Un homme est mort... Quer dizer: un vrai... Quando isso acontece, a resposta é um silêncio comovido, uma homenagem contida, aquela que ele, que era contudo dado a excessos e a desmesuras, afinal merece.

sexta-feira, 1 de janeiro de 2010

Mãe

A minha Mãe morreu há mais de três anos. Dizer que não houve um único dia em que não tenha pensado nela, falado com ela, conversado com ela, só peca por defeito. Faço-o várias vezes por dia e ela povoa os meus sonhos, como quem dorme na minha cama, no dizer do fado da Amália. O amor custa a morrer; provavelmente não morre nunca. Ainda bem. Sentir a Mãe a meu lado ajuda-me a viver melhor; o seu exemplo de despojamento e dedicação ensina-me o que deve ser a vida. Obrigado.

Bom Ano

Pela segunda vez na minha vida passei a meia-noite de 31 de Dezembro sozinho. Não me lamentem. Foi decisão minha e decisão, não apenas assumida, mas agradável.

Em contrapartida, jantei com a minha filha Trezzu na Colina (Obrigado Joaquim, obrigado Rocha, hoje os orgulhosos donos de um restaurante onde fui pela primeira vez com os meus Pais, há quase quarenta anos: a amizade é coisa que fica muito para além do meu exílio em Bruxelas). Jantar formidável, querido, uma daquelas ocasiões que, segundo penso, não esqueceremos facilmente. O que passámos juntos no final deste ano justifica este encontro, que foi uma comunhão. (Teria jantado e passado o ano com filhas, filho e netas, genros e acrescentos, se não fosse o facto de todos os outros estarem ocupados fora de Lisboa, em lugares tão variados como aqui ao perto no Carregado, a meio caminho, em Trás-os-Montes, ou longe em Bruxelas).

Em todos os anos, há um dos nossos filhos que precisa mais de apoio, de ajuda, de ânimo. No final de 2009, foi a Trezzu.

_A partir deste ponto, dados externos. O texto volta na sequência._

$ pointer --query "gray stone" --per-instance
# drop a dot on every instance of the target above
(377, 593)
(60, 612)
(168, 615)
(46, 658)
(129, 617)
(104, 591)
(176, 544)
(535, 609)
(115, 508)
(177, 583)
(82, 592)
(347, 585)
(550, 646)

Estive aqui para ela, como estarei para qualquer outra ou outro, e ainda para qualquer das netas, se precisarem. E gostaria de deixar duas palavras especiais, uma para a Xá, a minha neta de quase quatro anos, a ternura que ocupa a minha vida e que, todos os dias, me enche duma alegria indescritível; outra para a Constança, de apenas quatro meses, mas que, com a serenidade de Buda (é o que o João lhe chama), nos encanta pela sua serenidade plena, embora a recusa de beber qualquer leite que não seja o da Mãe não augure, em futuros próximos, noites descansadas.

À medida que vou envelhecendo, sinto cada vez mais que é este amor pelos meus que constitui o aspecto mais importante da minha vida – o melhor de mim, a minha forma particular de estar no mundo. E junto às minhas filhas, ao meu filho e às minhas netas, os meus genros Diogo e João, o namorado da Trezzu, Helder, e, finalmente, a namorada do Dico, Mimi. Um universo! Gosto de todos vós. A minha vida é infinitamente mais rica por vos ter comigo. Era isto que gostaria de vos dizer.

Bom Ano a todos. Encontrar-nos-emos, de novo, juntos, ou separados fisicamente, mas sempre juntos na nossa ternura e no nosso amor, no próximo dia 31 de Dezembro. Até lá, como dizia o Raul Solnado, “façam o favor de ser felizes”.